By Megan L. Brackney
Journal of Passthrough Entities
January – February 2019 Edition
The Bipartisan Budget Act of 2015 (the “BBA”) made substantial changes to the audit procedures for passthrough entities. This column discusses how partnerships and individual partners will be able to challenge penalties under the BBA procedures. The BBA repealed the prior rules for partnership audits and replaced them with a centralized regime that, in general, assesses and collects tax at the partnership level in the year that the adjustment is made. The BBA contains exceptions to the new rules, such as options to modify the adjustments through filing amended returns, or for partnerships to “push out” adjustments to the partners who were partners during the tax year that is audited. The BBA and recently issued Proposed Regulations contain provisions on how penalties will be assessed. This column discusses how partnerships and partners can each raise their defenses to penalties under the new provisions. First, an example may be helpful to illustrate the difference between a partnership and partner-level defense.
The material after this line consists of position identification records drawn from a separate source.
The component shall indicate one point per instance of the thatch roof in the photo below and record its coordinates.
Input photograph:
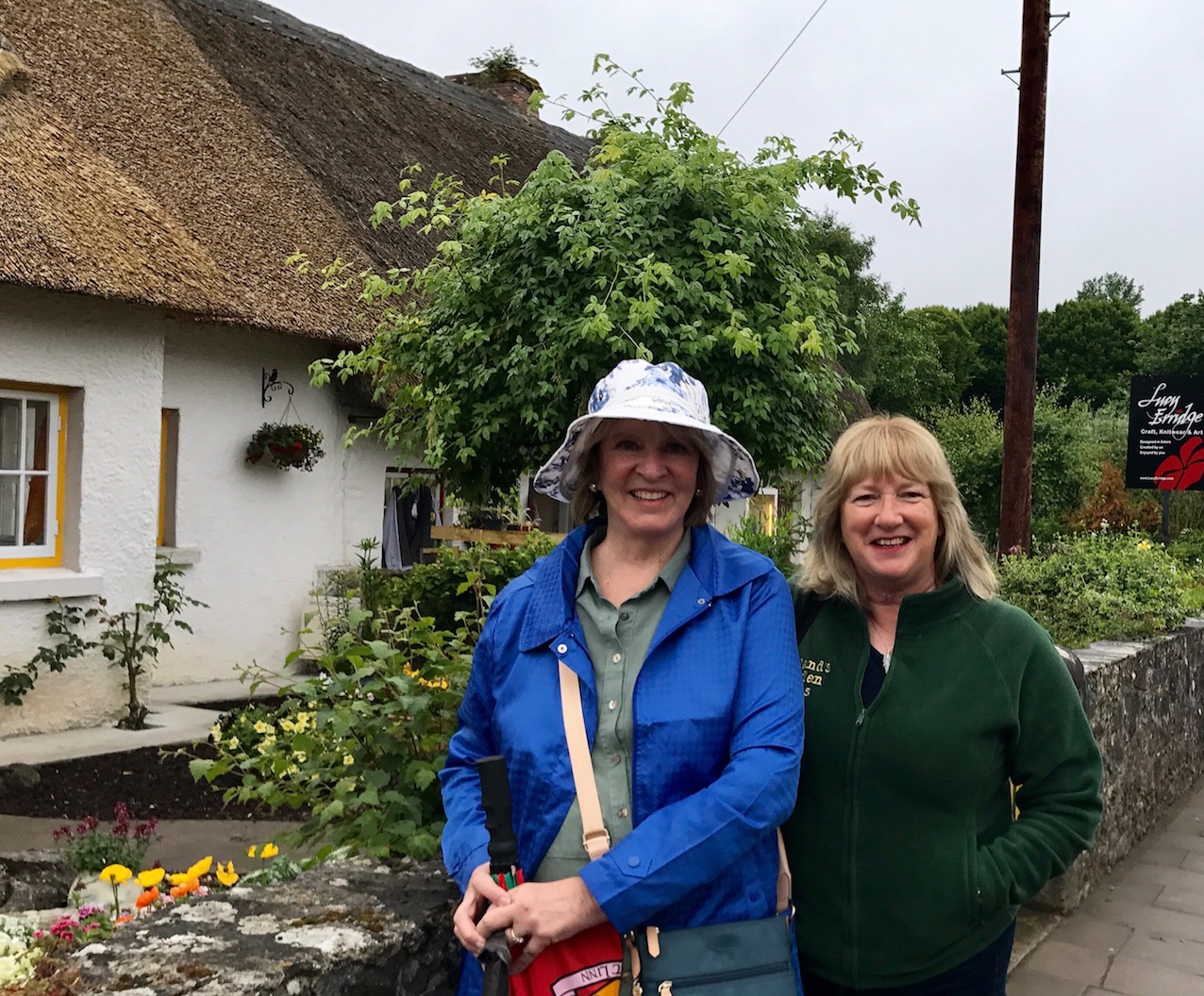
(175, 152)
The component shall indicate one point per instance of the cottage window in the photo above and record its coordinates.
(31, 427)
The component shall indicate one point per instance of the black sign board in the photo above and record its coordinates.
(1165, 446)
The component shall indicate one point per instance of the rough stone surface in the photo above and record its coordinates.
(360, 926)
(1145, 702)
(33, 879)
(18, 777)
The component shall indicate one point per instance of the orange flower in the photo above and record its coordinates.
(184, 888)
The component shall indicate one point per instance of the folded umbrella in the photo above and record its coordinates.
(504, 864)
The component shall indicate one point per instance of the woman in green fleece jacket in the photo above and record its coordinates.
(926, 698)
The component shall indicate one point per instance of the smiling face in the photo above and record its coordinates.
(648, 475)
(890, 527)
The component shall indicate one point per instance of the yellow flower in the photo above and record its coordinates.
(201, 868)
(116, 874)
(226, 874)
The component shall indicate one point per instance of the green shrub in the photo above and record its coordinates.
(1189, 547)
(1067, 456)
(1099, 586)
(437, 589)
(790, 531)
(361, 741)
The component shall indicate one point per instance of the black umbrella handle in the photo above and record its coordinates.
(495, 799)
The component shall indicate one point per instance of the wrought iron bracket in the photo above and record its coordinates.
(270, 383)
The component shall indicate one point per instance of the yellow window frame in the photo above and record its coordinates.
(60, 464)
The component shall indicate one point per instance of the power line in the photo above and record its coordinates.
(783, 56)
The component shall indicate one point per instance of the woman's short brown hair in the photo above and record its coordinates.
(587, 503)
(898, 446)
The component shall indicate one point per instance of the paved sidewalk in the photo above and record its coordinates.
(1142, 931)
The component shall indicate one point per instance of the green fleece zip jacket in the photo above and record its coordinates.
(906, 856)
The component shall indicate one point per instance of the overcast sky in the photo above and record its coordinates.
(919, 82)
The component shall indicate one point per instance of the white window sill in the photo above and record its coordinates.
(38, 584)
(179, 555)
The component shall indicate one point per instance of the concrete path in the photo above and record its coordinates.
(178, 716)
(1139, 934)
(1142, 931)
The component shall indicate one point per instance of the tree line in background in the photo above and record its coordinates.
(947, 367)
(668, 245)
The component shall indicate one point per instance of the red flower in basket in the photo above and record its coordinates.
(287, 445)
(1180, 471)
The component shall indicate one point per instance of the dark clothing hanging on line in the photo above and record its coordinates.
(407, 518)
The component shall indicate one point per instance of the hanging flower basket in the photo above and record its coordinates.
(286, 445)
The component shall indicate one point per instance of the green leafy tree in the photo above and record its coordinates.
(858, 289)
(1090, 345)
(952, 343)
(898, 366)
(1065, 459)
(1173, 340)
(1112, 287)
(664, 244)
(987, 326)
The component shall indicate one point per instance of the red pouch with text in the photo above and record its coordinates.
(589, 964)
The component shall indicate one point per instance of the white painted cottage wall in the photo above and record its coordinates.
(114, 357)
(262, 533)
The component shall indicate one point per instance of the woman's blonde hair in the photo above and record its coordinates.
(587, 503)
(893, 445)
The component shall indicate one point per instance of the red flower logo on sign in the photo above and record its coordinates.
(1182, 470)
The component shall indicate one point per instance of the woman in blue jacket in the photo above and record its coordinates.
(684, 646)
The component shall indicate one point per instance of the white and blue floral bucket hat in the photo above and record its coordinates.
(649, 392)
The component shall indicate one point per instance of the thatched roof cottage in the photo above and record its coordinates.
(159, 158)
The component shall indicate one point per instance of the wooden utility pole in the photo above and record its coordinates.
(1016, 490)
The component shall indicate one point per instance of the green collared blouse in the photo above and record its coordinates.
(616, 640)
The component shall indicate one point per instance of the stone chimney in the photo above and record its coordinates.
(510, 86)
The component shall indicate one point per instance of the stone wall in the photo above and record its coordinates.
(1145, 702)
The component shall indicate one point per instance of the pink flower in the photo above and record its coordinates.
(121, 821)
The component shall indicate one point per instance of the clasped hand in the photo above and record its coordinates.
(537, 912)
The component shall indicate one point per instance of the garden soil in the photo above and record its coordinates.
(152, 782)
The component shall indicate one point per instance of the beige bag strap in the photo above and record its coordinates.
(785, 881)
(596, 838)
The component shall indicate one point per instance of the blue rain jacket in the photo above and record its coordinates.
(718, 739)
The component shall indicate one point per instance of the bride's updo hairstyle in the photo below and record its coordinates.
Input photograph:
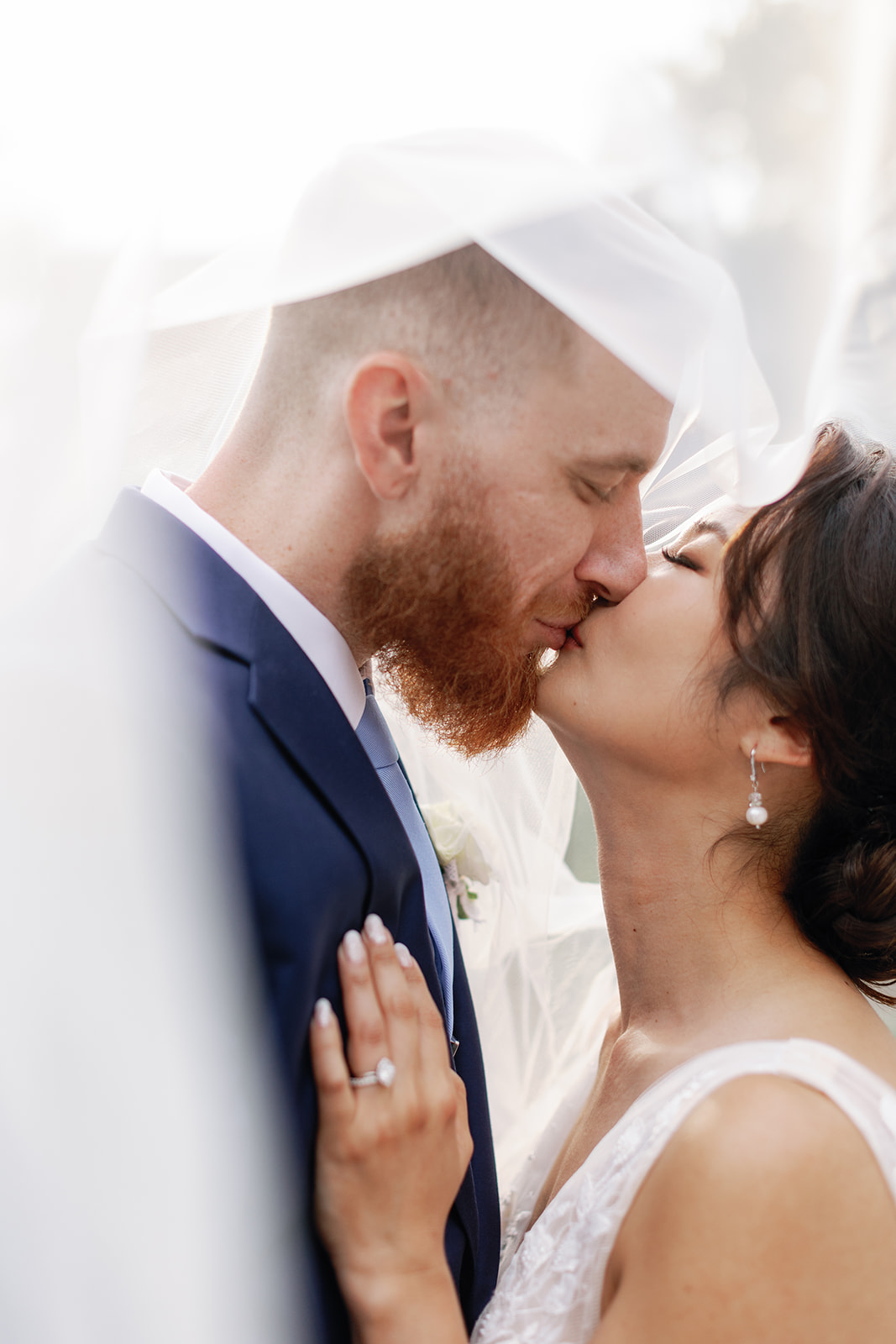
(810, 612)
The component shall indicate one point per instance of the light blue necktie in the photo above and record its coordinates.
(378, 743)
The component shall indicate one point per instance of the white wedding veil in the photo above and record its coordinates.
(533, 938)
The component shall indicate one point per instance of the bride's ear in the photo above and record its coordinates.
(778, 739)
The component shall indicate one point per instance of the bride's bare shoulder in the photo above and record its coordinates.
(768, 1216)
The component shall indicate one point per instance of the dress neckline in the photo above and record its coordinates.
(782, 1046)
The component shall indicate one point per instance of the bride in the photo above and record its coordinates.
(732, 1171)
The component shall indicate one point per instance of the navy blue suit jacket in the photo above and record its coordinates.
(322, 848)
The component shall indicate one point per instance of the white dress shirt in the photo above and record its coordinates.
(315, 635)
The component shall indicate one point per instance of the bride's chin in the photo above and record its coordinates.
(550, 699)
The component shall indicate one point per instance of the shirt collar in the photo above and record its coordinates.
(312, 631)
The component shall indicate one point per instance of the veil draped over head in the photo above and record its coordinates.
(533, 936)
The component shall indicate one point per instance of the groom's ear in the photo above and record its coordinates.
(385, 400)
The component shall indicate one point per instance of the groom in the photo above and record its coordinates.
(437, 468)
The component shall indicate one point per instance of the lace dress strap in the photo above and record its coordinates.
(553, 1287)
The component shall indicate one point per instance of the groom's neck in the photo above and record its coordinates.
(298, 512)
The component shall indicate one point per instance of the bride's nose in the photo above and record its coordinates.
(616, 561)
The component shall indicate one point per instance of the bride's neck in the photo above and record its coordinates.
(696, 937)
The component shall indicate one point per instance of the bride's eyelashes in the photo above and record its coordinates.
(679, 558)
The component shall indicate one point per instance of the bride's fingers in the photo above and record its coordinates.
(396, 999)
(367, 1039)
(336, 1100)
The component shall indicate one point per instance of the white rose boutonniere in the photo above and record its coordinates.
(459, 857)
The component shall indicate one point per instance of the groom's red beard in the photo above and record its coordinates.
(438, 605)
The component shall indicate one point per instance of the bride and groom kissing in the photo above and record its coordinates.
(443, 470)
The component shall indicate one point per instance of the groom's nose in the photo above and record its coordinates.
(616, 561)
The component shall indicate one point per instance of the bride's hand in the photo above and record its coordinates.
(390, 1160)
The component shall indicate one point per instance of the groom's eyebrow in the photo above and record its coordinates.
(637, 465)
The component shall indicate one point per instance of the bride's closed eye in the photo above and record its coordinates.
(679, 558)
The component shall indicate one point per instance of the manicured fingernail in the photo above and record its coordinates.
(354, 947)
(375, 929)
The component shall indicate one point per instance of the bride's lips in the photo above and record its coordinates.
(553, 636)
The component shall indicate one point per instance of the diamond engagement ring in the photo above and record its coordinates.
(380, 1077)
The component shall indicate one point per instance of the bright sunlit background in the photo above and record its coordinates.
(761, 131)
(204, 116)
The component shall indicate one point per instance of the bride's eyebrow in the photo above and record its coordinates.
(701, 528)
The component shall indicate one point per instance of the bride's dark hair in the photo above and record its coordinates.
(810, 612)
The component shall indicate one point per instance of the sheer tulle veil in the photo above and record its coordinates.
(532, 936)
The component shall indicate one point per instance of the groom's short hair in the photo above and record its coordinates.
(464, 315)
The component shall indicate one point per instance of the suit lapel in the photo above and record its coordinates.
(291, 699)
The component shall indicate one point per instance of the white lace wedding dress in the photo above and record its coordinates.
(553, 1280)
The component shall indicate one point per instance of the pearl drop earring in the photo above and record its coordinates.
(757, 815)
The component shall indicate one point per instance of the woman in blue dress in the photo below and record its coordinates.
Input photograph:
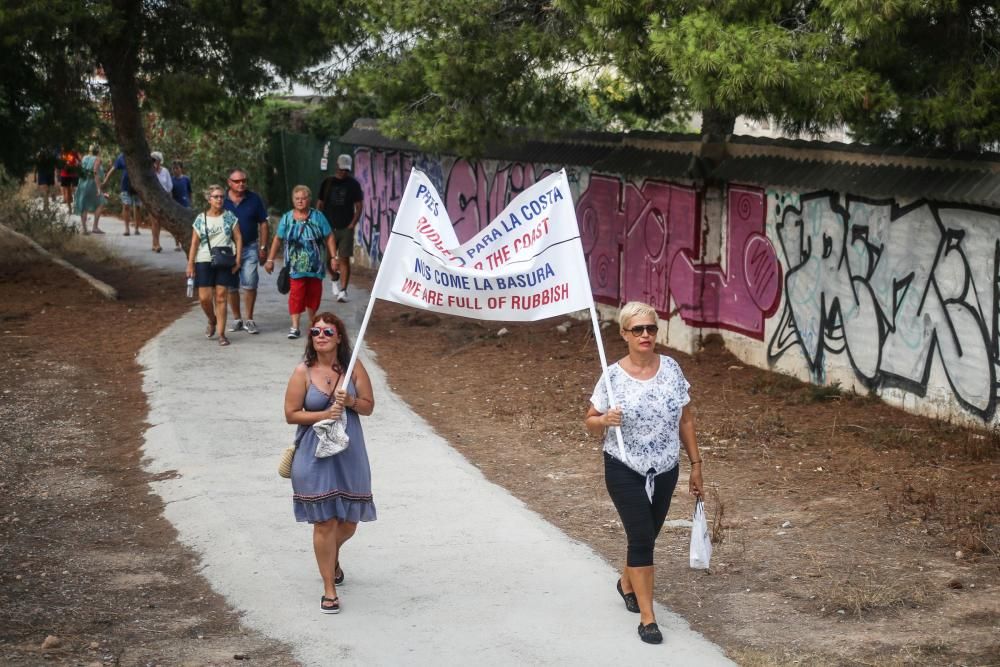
(333, 493)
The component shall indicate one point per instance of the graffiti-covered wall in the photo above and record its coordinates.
(898, 298)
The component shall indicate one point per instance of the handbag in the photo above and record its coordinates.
(285, 462)
(701, 541)
(223, 257)
(332, 433)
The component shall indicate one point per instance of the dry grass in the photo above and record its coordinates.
(718, 513)
(865, 592)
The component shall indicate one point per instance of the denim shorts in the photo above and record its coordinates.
(206, 275)
(249, 262)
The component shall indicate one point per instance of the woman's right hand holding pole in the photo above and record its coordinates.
(612, 417)
(336, 409)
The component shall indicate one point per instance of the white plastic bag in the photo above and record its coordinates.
(332, 435)
(701, 541)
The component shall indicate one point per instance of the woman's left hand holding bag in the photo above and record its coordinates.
(695, 484)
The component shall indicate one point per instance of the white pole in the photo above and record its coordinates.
(364, 320)
(607, 380)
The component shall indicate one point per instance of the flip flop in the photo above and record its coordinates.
(329, 605)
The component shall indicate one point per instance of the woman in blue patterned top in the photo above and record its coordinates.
(650, 404)
(309, 248)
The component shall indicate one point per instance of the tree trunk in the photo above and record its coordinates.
(716, 125)
(119, 59)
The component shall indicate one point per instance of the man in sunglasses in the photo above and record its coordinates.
(249, 209)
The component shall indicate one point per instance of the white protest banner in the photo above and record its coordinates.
(528, 264)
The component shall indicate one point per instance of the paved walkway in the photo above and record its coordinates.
(455, 570)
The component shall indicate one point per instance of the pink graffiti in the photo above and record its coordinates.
(383, 177)
(644, 243)
(475, 195)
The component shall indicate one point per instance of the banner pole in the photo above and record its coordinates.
(364, 321)
(371, 301)
(604, 374)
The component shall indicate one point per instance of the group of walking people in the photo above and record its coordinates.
(312, 241)
(644, 395)
(648, 402)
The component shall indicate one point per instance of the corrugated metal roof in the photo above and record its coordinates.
(360, 135)
(632, 161)
(554, 153)
(612, 153)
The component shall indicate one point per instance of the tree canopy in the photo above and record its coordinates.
(197, 60)
(448, 73)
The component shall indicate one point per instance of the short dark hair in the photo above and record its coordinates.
(343, 347)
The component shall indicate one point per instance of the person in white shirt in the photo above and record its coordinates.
(650, 404)
(167, 183)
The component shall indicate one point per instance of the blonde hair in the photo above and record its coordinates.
(634, 309)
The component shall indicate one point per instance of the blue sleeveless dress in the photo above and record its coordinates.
(335, 487)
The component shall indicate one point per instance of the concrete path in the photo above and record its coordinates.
(455, 570)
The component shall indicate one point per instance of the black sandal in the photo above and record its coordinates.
(650, 633)
(631, 601)
(334, 605)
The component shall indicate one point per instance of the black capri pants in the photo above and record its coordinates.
(642, 520)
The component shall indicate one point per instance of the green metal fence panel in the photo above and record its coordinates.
(299, 159)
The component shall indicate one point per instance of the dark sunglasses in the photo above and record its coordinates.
(326, 331)
(651, 329)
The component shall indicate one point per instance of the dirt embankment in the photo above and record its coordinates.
(90, 572)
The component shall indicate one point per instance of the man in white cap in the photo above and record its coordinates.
(341, 200)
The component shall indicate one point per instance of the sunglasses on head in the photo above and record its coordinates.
(637, 330)
(326, 331)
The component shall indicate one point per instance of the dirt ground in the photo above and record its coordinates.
(847, 532)
(86, 556)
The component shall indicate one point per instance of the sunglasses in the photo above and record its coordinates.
(638, 330)
(326, 331)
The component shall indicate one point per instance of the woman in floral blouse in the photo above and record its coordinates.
(650, 405)
(309, 248)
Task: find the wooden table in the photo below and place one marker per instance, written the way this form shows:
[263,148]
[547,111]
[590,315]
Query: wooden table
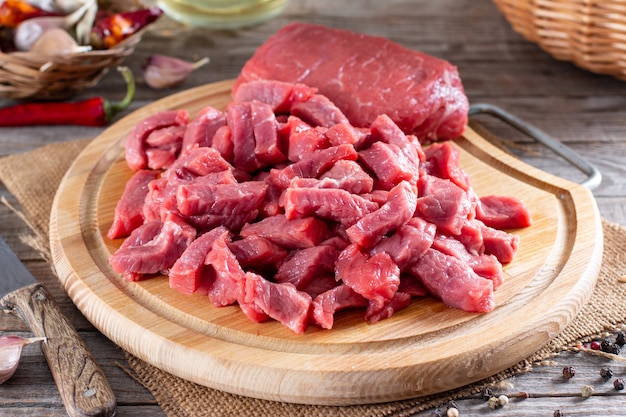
[583,110]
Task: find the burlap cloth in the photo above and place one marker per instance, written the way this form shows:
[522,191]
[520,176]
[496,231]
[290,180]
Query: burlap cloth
[34,177]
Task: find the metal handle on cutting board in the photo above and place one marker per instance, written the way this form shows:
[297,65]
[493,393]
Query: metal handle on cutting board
[593,174]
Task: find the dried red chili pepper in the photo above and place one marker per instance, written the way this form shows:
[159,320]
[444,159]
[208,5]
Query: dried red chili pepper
[110,29]
[95,111]
[14,12]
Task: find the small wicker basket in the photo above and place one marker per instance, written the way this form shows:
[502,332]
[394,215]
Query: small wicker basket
[26,75]
[589,33]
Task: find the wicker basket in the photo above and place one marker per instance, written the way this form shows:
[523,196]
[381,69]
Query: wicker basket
[589,33]
[25,75]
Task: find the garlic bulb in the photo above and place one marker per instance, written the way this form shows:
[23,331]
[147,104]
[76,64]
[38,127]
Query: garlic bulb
[56,42]
[10,353]
[162,71]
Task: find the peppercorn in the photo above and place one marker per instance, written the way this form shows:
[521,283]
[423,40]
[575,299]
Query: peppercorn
[606,372]
[452,404]
[586,391]
[452,412]
[569,372]
[436,413]
[486,393]
[493,403]
[614,349]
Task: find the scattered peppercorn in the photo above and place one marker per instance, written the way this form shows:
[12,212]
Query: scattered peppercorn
[606,372]
[586,391]
[452,412]
[569,372]
[486,393]
[436,413]
[493,403]
[614,349]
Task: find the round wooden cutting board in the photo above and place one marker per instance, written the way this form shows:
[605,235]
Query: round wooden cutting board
[424,349]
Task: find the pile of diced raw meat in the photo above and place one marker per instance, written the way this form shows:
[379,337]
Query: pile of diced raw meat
[292,206]
[278,204]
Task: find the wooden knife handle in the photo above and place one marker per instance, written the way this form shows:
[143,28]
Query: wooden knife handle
[84,388]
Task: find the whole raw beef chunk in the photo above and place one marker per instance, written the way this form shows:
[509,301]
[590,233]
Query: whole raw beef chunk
[366,76]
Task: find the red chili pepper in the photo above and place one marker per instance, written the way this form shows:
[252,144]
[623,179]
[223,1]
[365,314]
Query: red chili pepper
[110,29]
[95,111]
[14,12]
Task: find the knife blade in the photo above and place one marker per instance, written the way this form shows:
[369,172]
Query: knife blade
[83,386]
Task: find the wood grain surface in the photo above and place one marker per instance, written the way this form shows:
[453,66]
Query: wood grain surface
[414,353]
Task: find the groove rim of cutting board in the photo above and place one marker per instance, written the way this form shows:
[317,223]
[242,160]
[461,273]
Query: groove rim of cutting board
[355,363]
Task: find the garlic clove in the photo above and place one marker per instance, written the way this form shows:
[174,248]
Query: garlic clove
[161,71]
[10,353]
[56,42]
[27,32]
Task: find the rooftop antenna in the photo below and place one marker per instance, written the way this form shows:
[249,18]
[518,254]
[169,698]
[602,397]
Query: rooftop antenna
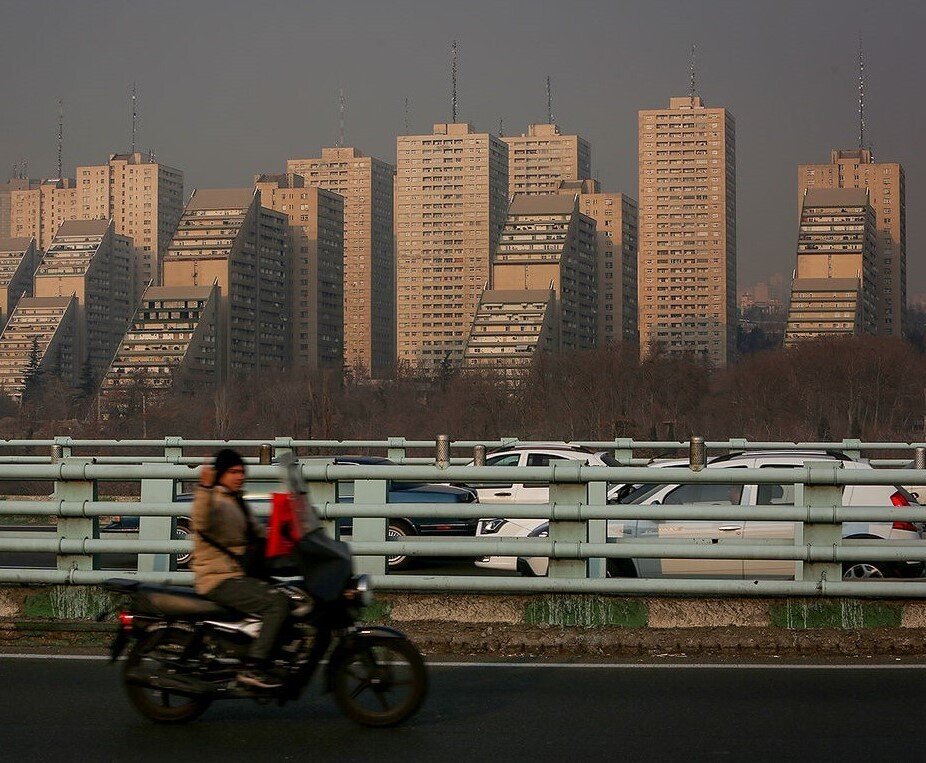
[60,135]
[134,116]
[549,101]
[453,82]
[692,81]
[342,106]
[861,93]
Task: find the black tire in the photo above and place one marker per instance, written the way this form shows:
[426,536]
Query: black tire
[398,530]
[156,704]
[183,531]
[375,671]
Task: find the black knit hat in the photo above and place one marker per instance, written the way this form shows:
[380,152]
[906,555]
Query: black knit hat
[225,459]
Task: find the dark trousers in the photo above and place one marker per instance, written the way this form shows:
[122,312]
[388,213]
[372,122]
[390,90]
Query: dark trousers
[254,597]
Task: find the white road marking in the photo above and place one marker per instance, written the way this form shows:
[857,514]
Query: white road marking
[577,665]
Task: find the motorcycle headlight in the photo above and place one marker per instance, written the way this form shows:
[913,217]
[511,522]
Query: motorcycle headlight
[490,526]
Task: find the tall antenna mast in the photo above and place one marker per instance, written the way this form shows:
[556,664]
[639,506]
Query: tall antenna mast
[861,93]
[549,101]
[60,135]
[342,105]
[134,116]
[692,83]
[453,82]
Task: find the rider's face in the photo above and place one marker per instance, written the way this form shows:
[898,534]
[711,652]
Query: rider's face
[233,479]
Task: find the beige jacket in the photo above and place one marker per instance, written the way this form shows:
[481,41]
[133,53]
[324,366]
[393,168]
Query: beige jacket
[217,513]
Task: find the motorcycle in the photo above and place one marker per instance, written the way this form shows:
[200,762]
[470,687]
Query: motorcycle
[184,651]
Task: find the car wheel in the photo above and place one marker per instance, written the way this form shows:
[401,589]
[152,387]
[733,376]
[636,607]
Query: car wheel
[397,531]
[862,571]
[183,532]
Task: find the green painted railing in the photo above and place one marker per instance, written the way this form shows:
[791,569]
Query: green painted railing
[577,545]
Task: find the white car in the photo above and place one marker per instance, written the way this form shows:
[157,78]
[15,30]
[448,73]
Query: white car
[716,494]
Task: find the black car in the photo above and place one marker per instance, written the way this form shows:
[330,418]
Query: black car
[398,492]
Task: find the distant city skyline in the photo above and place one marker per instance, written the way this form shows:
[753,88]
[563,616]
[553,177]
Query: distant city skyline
[205,107]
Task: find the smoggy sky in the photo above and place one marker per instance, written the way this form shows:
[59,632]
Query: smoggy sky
[228,88]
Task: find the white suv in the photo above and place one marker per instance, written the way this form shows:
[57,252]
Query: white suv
[713,531]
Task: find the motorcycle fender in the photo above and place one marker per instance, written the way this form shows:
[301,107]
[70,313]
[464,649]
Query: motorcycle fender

If a partnership engaged in a tax shelter, but the partnership’s managing partner obtained independent opinions that the transaction was permissible, the partnership itself may have a reasonable cause defense to penalties based on reliance on the advice of a tax professional. If, however, the partnership’s reliance was not reasonable because the advisor also was a promoter of the transaction, the partnership will be liable for the penalties, but an individual partner may still have his or her own defense if he or she obtained a separate opinion from an independent and competent advisor.